Skills improved from one group of users' sessions demonstrably help a different group's task completion. The shared SkillHub acts as a continuously improving knowledge base. Collective evolution consistently outperforms individual adaptation strategies in controlled ablations.
The Agentic Evolver achieves skill improvements comparable to human-curated updates, with no manual intervention required. Attribution accuracy — correctly identifying whether a failure was caused by the skill or by the agent's reasoning — is the most critical factor for evolution quality.
Intuitively, you might think an agent that learns only from its own failures would adapt more precisely to its own usage patterns. But the paper finds the opposite — and here's why: individual failure signals are noisy. A single user might use a skill in an unusual way, or hit a failure due to an environment quirk that doesn't represent the general case. When you aggregate across many users, the systematic skill bugs rise to the top (many users hit the same failure) while idiosyncratic failures average out. This is the same principle behind why clinical trials require many patients rather than just one: individual variation is too high to draw reliable conclusions. SkillClaw applies this logic to skill evolution.
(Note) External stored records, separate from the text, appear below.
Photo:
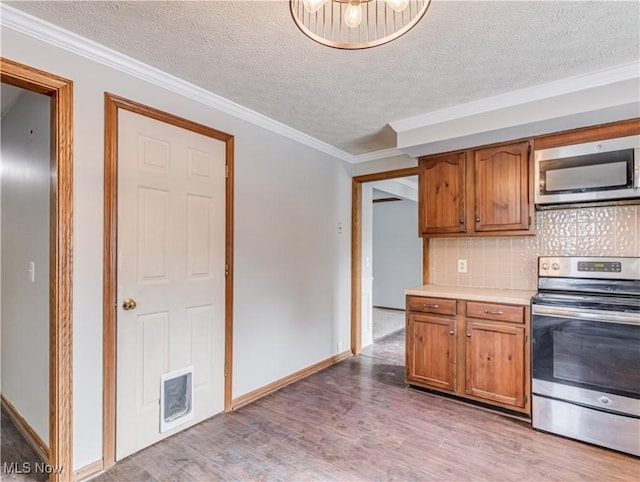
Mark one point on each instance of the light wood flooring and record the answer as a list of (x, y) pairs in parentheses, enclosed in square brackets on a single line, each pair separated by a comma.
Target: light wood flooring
[(357, 421), (14, 449), (386, 321)]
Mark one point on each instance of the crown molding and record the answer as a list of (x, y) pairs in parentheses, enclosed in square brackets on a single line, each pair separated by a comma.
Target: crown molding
[(46, 32), (540, 92), (376, 155)]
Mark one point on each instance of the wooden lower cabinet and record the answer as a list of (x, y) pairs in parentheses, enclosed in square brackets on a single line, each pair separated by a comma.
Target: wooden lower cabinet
[(494, 355), (480, 352), (431, 354)]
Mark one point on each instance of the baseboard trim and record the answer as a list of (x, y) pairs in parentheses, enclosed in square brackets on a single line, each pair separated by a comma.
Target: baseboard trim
[(389, 308), (87, 471), (30, 435), (283, 382)]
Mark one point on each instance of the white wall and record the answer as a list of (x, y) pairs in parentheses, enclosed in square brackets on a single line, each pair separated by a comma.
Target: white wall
[(25, 238), (397, 252), (292, 278)]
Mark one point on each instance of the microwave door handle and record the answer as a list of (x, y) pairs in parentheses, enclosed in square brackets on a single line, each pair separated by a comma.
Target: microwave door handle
[(636, 167), (591, 315)]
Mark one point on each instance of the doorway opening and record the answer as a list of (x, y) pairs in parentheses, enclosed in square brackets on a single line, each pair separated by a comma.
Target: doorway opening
[(362, 258), (58, 173)]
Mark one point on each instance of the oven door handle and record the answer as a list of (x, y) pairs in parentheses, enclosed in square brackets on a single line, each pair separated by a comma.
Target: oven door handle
[(591, 315)]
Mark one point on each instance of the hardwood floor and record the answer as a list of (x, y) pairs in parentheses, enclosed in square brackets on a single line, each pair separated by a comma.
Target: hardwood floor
[(17, 459), (357, 421), (386, 321)]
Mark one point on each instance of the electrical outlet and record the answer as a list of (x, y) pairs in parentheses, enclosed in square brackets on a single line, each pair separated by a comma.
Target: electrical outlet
[(462, 266)]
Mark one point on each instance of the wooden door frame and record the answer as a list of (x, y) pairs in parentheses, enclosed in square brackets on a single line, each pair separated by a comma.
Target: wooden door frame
[(60, 91), (112, 104), (356, 248)]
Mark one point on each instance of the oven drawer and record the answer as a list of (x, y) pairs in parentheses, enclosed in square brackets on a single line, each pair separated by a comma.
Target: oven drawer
[(495, 312), (438, 306)]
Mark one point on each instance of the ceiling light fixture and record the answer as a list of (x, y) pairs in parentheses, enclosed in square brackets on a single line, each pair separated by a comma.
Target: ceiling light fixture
[(356, 24)]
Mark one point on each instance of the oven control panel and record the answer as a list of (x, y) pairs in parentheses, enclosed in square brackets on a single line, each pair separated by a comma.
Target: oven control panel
[(589, 267), (600, 266)]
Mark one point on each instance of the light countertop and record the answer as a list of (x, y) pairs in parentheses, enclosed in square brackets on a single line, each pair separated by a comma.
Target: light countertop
[(492, 295)]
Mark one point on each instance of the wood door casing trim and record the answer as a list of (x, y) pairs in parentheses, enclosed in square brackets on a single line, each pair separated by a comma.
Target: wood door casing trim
[(60, 90), (356, 247), (112, 104)]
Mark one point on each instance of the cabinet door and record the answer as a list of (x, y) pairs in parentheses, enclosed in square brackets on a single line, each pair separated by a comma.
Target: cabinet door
[(441, 194), (431, 351), (495, 362), (502, 188)]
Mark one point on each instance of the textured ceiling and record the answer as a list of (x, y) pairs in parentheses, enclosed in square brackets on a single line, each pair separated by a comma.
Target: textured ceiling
[(253, 54)]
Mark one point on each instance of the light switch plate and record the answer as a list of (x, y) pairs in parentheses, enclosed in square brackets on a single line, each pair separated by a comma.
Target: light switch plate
[(462, 266)]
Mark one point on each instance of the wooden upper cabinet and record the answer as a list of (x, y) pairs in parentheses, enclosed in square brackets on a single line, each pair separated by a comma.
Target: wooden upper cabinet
[(441, 194), (502, 188)]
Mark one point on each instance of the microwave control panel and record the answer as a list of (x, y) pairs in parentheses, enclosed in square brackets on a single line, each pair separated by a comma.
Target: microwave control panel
[(600, 266)]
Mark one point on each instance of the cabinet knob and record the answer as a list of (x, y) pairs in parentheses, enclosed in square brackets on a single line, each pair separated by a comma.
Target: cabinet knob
[(494, 312)]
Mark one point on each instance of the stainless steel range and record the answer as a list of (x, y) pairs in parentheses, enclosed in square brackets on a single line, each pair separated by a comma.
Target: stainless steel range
[(586, 350)]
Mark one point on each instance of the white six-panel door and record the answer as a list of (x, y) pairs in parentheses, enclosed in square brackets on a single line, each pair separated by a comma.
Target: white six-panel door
[(171, 262)]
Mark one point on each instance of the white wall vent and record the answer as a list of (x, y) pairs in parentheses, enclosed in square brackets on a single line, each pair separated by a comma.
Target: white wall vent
[(176, 398)]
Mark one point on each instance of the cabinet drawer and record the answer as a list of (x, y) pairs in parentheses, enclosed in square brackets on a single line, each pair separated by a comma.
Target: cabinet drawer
[(497, 312), (438, 306)]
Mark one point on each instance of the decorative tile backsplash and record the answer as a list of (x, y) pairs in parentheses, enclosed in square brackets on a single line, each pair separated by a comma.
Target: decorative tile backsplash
[(511, 262)]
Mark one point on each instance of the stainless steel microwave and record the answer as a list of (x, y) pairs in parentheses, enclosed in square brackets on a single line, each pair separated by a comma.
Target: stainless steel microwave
[(590, 172)]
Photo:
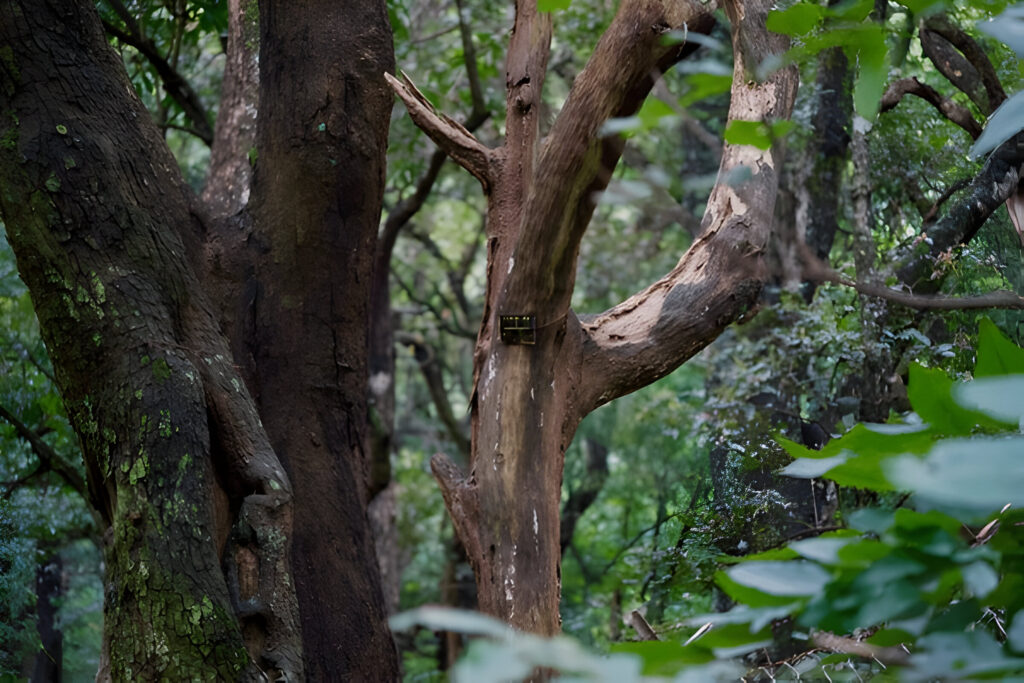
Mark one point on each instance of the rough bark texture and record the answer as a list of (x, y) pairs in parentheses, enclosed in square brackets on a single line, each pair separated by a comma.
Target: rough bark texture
[(94, 209), (123, 264), (529, 398), (318, 183)]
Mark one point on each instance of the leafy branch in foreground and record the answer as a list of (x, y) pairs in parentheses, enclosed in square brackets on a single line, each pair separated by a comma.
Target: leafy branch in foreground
[(929, 590)]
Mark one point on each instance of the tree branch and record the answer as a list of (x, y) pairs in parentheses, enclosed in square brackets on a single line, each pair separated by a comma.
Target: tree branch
[(448, 133), (957, 114), (577, 161), (994, 95), (817, 270), (719, 279), (994, 183), (176, 85), (48, 458)]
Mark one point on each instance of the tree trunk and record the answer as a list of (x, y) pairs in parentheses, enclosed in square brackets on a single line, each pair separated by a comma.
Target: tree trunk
[(205, 577), (529, 397)]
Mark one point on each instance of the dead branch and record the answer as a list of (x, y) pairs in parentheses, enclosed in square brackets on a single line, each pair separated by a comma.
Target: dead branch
[(448, 133)]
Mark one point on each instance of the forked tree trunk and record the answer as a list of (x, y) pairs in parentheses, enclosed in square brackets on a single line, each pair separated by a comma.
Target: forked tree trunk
[(217, 568), (529, 397)]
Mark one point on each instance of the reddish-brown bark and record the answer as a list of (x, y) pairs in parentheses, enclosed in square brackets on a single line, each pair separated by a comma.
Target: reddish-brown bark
[(529, 398)]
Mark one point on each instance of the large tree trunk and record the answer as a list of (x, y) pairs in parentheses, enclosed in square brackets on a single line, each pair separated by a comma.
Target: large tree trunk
[(529, 397), (201, 580)]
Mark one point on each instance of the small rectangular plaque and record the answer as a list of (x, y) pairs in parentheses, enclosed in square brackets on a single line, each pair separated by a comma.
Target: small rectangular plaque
[(518, 329)]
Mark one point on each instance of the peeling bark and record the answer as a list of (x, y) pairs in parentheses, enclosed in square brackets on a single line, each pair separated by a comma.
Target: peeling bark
[(528, 399)]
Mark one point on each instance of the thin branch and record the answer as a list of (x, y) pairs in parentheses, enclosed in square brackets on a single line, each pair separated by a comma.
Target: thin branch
[(817, 270), (448, 133), (887, 655), (957, 114), (969, 47), (48, 458)]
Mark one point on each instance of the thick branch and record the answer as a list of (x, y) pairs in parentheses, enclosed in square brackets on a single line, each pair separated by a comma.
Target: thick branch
[(448, 133), (957, 114), (719, 279), (576, 162), (176, 85), (229, 177), (994, 183)]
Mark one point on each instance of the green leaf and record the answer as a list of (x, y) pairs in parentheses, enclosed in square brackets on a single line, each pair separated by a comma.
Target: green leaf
[(552, 5), (663, 657), (782, 579), (930, 392), (999, 397), (1006, 122), (996, 354), (980, 474), (652, 111), (796, 20), (1008, 28), (705, 85), (747, 595)]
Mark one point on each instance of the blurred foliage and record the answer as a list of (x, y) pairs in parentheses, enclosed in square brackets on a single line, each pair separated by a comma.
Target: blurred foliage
[(690, 481)]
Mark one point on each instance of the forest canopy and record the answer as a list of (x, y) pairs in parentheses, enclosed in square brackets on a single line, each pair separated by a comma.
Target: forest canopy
[(700, 361)]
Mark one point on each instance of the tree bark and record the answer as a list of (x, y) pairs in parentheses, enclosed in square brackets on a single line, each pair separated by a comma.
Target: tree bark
[(206, 578), (529, 398), (95, 210)]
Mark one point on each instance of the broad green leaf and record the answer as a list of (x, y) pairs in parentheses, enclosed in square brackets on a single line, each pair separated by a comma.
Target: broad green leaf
[(782, 579), (755, 133), (930, 392), (968, 653), (1008, 28), (1015, 635), (980, 578), (999, 397), (996, 354), (812, 468), (1006, 122), (663, 657), (981, 474), (796, 20)]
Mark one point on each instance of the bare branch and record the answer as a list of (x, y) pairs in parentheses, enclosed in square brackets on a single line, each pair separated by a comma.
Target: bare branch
[(719, 279), (995, 182), (983, 72), (887, 655), (448, 133), (957, 114)]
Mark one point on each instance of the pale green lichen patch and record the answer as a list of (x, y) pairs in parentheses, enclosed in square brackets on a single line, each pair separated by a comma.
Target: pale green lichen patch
[(138, 470), (161, 370)]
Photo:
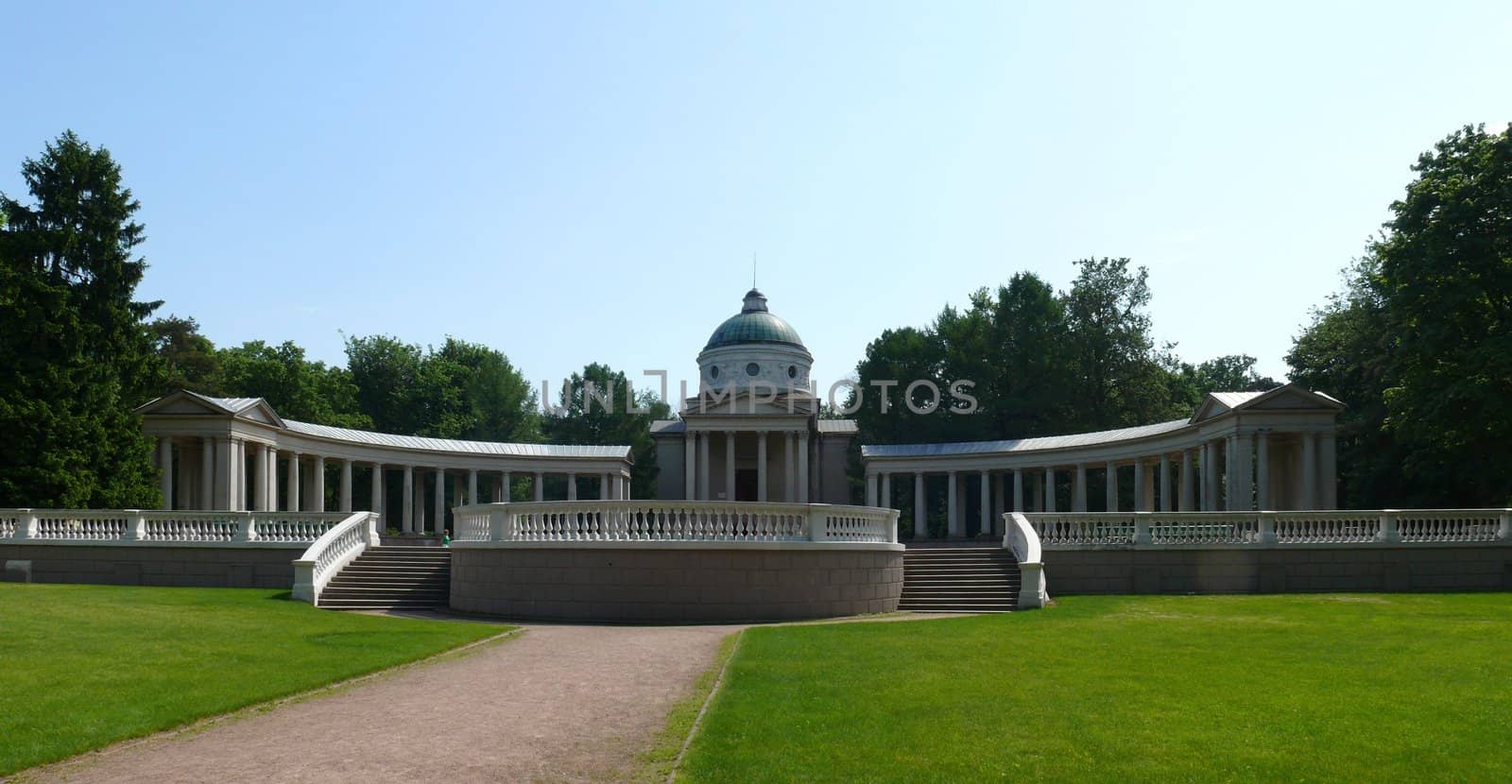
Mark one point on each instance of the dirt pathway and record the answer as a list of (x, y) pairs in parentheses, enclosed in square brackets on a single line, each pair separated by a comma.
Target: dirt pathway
[(558, 703)]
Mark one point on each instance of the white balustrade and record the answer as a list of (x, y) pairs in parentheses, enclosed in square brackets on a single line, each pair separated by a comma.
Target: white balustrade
[(673, 521), (1020, 537), (1085, 531), (337, 547), (146, 527)]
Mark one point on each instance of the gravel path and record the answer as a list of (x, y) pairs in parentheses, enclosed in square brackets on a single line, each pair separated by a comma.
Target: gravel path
[(557, 703)]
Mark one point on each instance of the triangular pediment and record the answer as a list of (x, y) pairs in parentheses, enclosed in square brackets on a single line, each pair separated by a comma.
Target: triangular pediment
[(188, 403), (1284, 398)]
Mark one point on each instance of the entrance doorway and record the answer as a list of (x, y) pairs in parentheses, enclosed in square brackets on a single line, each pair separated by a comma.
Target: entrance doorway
[(746, 484)]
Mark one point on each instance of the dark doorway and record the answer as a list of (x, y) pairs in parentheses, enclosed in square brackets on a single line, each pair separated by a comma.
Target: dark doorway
[(746, 484)]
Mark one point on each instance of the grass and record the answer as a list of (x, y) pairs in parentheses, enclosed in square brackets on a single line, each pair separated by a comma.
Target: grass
[(83, 667), (657, 761), (1322, 688)]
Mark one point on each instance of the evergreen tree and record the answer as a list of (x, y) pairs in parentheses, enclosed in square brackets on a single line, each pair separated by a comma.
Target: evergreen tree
[(73, 340)]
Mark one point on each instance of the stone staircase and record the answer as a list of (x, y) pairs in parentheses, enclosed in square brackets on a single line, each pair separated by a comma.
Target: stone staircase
[(959, 577), (392, 579)]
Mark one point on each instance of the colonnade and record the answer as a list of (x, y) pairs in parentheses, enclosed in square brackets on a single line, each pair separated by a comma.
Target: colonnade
[(239, 474), (697, 464), (1240, 471)]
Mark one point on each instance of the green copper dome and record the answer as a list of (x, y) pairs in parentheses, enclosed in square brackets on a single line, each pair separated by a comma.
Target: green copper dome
[(753, 325)]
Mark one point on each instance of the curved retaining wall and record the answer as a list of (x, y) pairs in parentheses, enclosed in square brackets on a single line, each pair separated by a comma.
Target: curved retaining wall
[(675, 582)]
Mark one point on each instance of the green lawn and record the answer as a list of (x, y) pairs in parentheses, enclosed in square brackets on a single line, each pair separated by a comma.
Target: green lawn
[(1320, 688), (82, 667)]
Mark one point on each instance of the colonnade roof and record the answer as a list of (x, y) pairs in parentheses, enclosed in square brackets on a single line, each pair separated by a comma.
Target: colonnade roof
[(1285, 399), (257, 410)]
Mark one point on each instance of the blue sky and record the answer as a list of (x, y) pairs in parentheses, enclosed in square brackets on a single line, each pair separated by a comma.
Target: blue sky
[(587, 181)]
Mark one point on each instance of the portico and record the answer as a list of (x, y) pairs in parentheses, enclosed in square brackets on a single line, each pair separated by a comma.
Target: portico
[(1239, 451), (753, 434), (236, 453)]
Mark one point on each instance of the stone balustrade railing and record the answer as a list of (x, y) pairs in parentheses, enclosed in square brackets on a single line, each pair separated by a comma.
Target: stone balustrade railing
[(332, 552), (673, 521), (140, 526), (1077, 531)]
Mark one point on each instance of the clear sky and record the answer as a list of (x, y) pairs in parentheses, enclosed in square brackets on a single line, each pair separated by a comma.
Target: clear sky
[(587, 181)]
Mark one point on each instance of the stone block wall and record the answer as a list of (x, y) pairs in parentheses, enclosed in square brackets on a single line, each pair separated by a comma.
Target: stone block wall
[(147, 565), (1278, 570), (696, 585)]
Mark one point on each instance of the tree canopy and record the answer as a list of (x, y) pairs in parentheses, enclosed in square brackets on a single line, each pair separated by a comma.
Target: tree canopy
[(1420, 340), (73, 343)]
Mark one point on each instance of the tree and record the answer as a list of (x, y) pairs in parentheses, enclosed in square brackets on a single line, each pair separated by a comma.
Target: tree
[(461, 390), (587, 420), (297, 388), (188, 360), (1348, 352), (1119, 381), (1446, 287), (72, 337)]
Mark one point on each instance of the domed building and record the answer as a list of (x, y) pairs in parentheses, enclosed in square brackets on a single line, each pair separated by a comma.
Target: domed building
[(753, 434)]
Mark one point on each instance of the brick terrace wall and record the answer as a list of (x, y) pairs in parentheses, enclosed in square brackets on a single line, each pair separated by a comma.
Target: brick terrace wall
[(1278, 570), (675, 585), (194, 567)]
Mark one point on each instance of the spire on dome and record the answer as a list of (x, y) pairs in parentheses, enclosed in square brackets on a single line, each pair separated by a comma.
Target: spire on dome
[(755, 302)]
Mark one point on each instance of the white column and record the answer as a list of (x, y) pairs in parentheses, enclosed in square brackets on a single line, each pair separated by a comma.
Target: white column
[(1149, 488), (1078, 489), (264, 466), (420, 502), (1189, 494), (790, 469), (998, 502), (223, 473), (1263, 471), (206, 473), (730, 466), (987, 503), (1310, 471), (1164, 484), (703, 466), (690, 466), (407, 512), (272, 479), (803, 467), (1210, 476), (761, 466), (165, 471), (1242, 473), (952, 519), (318, 486), (377, 497), (238, 493), (1111, 491), (921, 524), (1328, 471), (345, 496), (294, 482), (1050, 489)]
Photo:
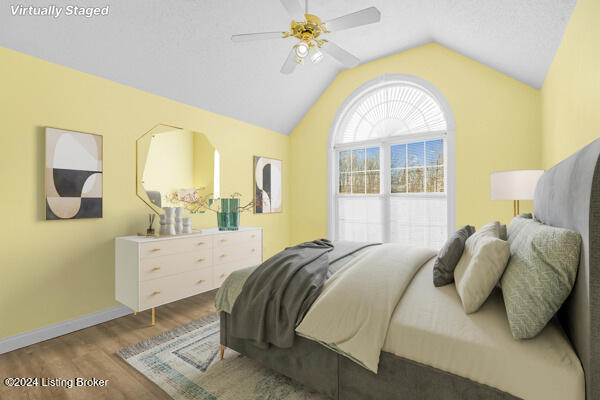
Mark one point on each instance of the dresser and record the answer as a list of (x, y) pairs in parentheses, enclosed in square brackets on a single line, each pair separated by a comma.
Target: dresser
[(150, 271)]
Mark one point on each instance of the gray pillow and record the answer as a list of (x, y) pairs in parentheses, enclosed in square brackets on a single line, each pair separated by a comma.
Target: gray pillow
[(540, 274), (450, 253), (502, 234)]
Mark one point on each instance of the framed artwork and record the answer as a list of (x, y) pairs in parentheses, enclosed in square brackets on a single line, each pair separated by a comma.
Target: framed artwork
[(73, 175), (267, 185)]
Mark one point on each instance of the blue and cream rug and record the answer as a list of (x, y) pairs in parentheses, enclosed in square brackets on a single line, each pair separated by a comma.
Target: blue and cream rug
[(185, 363)]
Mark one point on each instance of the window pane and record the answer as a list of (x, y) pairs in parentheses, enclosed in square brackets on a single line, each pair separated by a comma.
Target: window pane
[(358, 182), (435, 179), (399, 180), (398, 156), (416, 153), (345, 161), (434, 150), (372, 182), (416, 180), (373, 159), (345, 183), (358, 160)]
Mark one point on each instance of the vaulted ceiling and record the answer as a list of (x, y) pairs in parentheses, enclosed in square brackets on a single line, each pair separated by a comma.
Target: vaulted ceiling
[(181, 49)]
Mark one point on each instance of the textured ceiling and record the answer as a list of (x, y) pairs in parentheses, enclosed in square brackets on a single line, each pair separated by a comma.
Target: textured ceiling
[(180, 49)]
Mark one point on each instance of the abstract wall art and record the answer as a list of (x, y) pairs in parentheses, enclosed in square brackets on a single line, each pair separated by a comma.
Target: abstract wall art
[(267, 185), (73, 175)]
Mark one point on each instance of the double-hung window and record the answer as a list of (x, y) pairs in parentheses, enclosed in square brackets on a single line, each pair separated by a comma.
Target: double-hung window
[(391, 169)]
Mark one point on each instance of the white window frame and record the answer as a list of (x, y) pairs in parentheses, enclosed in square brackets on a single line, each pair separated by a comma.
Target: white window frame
[(385, 144)]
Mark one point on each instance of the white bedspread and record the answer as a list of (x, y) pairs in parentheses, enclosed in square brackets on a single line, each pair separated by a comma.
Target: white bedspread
[(353, 312), (429, 326)]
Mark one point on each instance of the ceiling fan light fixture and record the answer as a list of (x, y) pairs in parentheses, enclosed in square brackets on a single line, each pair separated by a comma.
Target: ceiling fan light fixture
[(301, 50), (315, 54)]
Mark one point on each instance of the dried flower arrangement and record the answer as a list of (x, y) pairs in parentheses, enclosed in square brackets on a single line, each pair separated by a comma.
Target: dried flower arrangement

To illustrate how SkillClaw improves skills in practice, we examine two concrete examples from WildClawBench. Each case shows a real skill before SkillClaw intervention (Original Skill), the failures observed across user sessions, and the improved version produced by the Agentic Evolver (Evolved Skill).
We presented SkillClaw, a framework for collective skill evolution in multi-user LLM agent ecosystems. By aggregating cross-user trajectories and processing them through the Agentic Evolver, SkillClaw automatically identifies recurring behavioral patterns and translates them into persistent skill improvements. The Evolver's three-stage pipeline — Evidence, Attribution, Evolution — enables it to distinguish skill-level bugs from agent-reasoning failures and propose targeted, validated updates.
Experiments on WildClawBench demonstrate that SkillClaw significantly improves Qwen3-Max performance across all 9 diverse real-world task categories with limited interaction data. The results confirm that collective skill evolution is both feasible and impactful at the current scale. Future work will explore expanding SkillClaw to more diverse agent frameworks, studying skill evolution dynamics at larger scale, and developing formal guarantees for skill quality in adversarial or noisy trajectory environments.